Appels à une plus grande détermination de l’UE

Nombreux ont été ces derniers temps les appels à une position plus ferme de l’Union européenne. Ces appels ont ceci d’original qu’ils proviennent tous de personnalités ayant exercé ou exerçant encore des fonctions officielles en vertu desquelles ils ont eu à connaître et à traiter du conflit israélo-palestinien.

En décembre, vingt-six anciens dirigeants européens ont écrit une lettre commune à l’Union européenne mais aussi aux gouvernements des 27 Etats membres les incitant à adopter un discours un peu plus résolu sur la situation dans les Territoires palestiniens occupés. Parmi les signataires, figurent l’ancien Haut Représentant pour la politique étrangère et de sécurité commune de l’Union, Javier Solana, l’ancien président de la République fédérale allemande Richard von Weizsäcker, l’ancien Premier ministre espagnol Felipe Gonzales, l’ancien président de la Commission et ancien Premier ministre italien Romano Prodi et l’ancienne présidente irlandaise Mary Robinson. Leur proposition est simple : l’UE doit refuser tout rehaussement de ses relations avec Israël tant que ce dernier ne gèle pas ses activités de colonisation en Cisjordanie et à Jérusalem-Est ; elle doit également refuser tout changement unilatéral apporté aux frontières de 1967 (la Ligne verte).

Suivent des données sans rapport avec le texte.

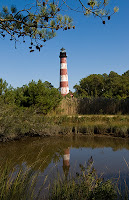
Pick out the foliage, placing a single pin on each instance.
(40, 20)
(86, 185)
(43, 97)
(19, 183)
(109, 86)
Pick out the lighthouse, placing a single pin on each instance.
(64, 87)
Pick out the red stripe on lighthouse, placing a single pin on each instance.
(64, 88)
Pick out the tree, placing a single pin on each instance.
(41, 20)
(109, 86)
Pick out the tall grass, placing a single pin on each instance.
(21, 183)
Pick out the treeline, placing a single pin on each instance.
(108, 86)
(39, 96)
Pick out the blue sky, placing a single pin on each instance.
(92, 48)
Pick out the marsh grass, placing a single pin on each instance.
(19, 183)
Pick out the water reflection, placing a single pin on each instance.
(107, 153)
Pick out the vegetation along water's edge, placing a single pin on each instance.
(17, 123)
(38, 109)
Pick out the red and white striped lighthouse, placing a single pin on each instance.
(64, 87)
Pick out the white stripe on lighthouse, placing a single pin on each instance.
(64, 90)
(63, 66)
(63, 78)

Les responsables de missions européennes à Jérusalem se sont également exprimés sur la situation de plus en plus préoccupante de la partie Est de la ville. Leur rapport souligne le caractère de plus en plus irréversible de l’occupation israélienne à Jérusalem-Est. Devant l’urgence de la situation, ils encouragent l’UE à traiter cette partie de la ville comme étant la capitale palestinienne, mais poussent également l’Union à prendre réellement des sanctions envers Israël.  Voici leurs propositions :
–    Les fonctionnaires de l’UE et les politiciens devraient refuser de visiter les bureaux du gouvernement israélien ou toutes installations situées dans la partie occupée de Jérusalem-Est ;
–    Les colons israéliens qui s’installent dans les zones palestiniennes de Jérusalem pourraient se voir refuser l’entrée dans les pays de l’UE ;
–    Les produits israéliens de Jérusalem-Est devraient être boycottés ;
–    L’UE devrait assurer une présence quand il y a un risque de démolition ou d’expulsion de familles palestiniennes, ainsi qu’aux affaires judiciaires israéliennes sur des démolitions ou des expulsions ;
–    L’UE devrait assurer une intervention lorsque des Palestiniens sont arrêtés ou intimidés par les autorités israéliennes du seul fait d’activités  culturelles, sociales ou politiques pacifiques dans Jérusalem-Est.
Aucune de ces propositions n’a à ce jour été relayée ou adoptée par l’UE ou un des ses pays membres. Quant au rapport des consuls, il semble une fois de plus avoir disparu dans les oubliettes de l’administration européenne.

Ces nombreuses initiatives partagent un point commun: elles lancent toutes un appel à ce que l’Union européenne exerce une réelle pression sur Israël pour relancer le processus de paix. Face à une administration américaine plus que frileuse sur le sujet, l’UE a en effet un rôle moteur à reprendre. A bon entendeur…

Nathalie Janne d’Othée

Sources :
–    Akiva Eldar, “Former European leaders: Sanction Israel over settlement building”,Haaretz, 10 December 2010.
–    “EU envoys: Treat East Jerusalem as Palestinian capital”, BBC, 10 January 2010.